Common Crawl has been adding partial JS rendering since 2020 but still misses a lot of dynamic content; “is this site CC-friendly?” reduces in practice to “does this site server-render enough text?”.
Inline dedup catches duplicates as they’re fetched and rejects them before they enter storage. The check is typically a content hash (SHA-256 of normalized text) plus a URL-canonicalization check — same text under different URL parameters is a single document.
Inline dedup runs at fetch time and is fast (one hash table lookup per page) but only catches exact duplicates. MinHash near-duplicate detection requires comparing each document against the corpus and is too expensive to run inline at high crawl rates; it’s a post-hoc batch step.
The split in production: inline catches the cheap exact duplicates (same content republished, session-IDed pagination, mirror sites) which are 60-80% of the duplicate volume; post-hoc MinHash catches the harder near-duplicates (paraphrased reposts, syndicated articles, boilerplate-shared template pages) which are 10-30%. Skipping either step means either wasting fetch capacity (no inline) or shipping a noisier corpus (no post-hoc).
What scraping doesn’t solve
Web scraping retrieves what’s on the public web. It doesn’t solve licensed long-form (books, academic journals), behind-paywall content, real-user conversations, or proprietary internal corpora. Frontier labs supplement web scrapes with licensed deals (Reddit, AP, Stack Exchange, publishers) and proprietary synthetic data . The web is the floor, not the ceiling, of pretraining input.
Go further
When do I scrape myself vs. just use Common Crawl?
Use Common Crawl when you want a broad sample of the public web for pretraining or large-scale analysis. Scrape directly when you need (a) a specific site that CC undercrawls, (b) JS-rendered content CC misses, (c) authenticated content, (d) freshness CC can't deliver, or (e) targeted niche corpora (academic, legal, medical, internal docs).

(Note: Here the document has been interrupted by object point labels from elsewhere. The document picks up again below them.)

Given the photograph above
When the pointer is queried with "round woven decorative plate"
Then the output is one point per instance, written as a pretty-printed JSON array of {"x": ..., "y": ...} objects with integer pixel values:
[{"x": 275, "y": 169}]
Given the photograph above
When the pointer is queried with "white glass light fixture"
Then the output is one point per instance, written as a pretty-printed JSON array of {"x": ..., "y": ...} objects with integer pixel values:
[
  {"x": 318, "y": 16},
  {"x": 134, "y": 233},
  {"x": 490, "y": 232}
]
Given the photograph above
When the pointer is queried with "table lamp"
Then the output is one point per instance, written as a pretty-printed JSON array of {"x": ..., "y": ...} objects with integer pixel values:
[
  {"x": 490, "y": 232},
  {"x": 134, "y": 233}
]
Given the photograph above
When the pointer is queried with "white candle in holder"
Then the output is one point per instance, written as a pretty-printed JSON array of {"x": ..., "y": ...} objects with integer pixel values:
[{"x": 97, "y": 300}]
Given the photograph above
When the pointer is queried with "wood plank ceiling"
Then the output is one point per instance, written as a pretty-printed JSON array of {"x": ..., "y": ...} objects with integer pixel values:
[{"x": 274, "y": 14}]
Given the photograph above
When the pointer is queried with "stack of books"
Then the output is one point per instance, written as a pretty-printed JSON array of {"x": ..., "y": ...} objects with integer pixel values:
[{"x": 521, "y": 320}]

Playwright or Puppeteer for JS-heavy sites; httpx + selectolax for static HTML at high throughput; trafilatura or resiliparse for boilerplate stripping. Scrapy remains the standard framework for medium-scale targeted crawls. For massive crawls, Apache Nutch or custom infrastructure on top of asyncio. Cloudflare workers and headless-browser farms (Browserless, ScrapingBee) for sites that aggressively block.

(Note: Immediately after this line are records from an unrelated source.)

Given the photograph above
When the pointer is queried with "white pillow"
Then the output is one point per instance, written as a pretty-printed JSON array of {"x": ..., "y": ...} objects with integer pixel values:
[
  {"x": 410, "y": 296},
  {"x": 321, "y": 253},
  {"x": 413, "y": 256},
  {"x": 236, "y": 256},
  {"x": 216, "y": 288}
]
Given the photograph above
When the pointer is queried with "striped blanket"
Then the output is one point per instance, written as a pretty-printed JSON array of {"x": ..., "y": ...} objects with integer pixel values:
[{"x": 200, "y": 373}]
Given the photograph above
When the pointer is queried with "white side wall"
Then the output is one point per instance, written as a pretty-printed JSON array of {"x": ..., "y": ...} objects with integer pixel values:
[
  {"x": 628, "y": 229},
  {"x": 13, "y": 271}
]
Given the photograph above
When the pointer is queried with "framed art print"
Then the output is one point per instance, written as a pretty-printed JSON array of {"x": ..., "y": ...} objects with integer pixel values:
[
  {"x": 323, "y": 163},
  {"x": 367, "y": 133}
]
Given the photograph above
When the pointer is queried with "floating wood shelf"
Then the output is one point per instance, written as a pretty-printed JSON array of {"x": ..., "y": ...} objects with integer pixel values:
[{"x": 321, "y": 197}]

Respect robots.txt as a hard constraint, even when not legally required in your jurisdiction. Rate-limit per host (1-5 req/s typical, slower for small sites). Identify your crawler with a contact-able User-Agent. Don't bypass paywalls or login walls. For anything commercial, run terms of service past a lawyer; the legal landscape (hiQ v. LinkedIn, NYT v. OpenAI) is unsettled.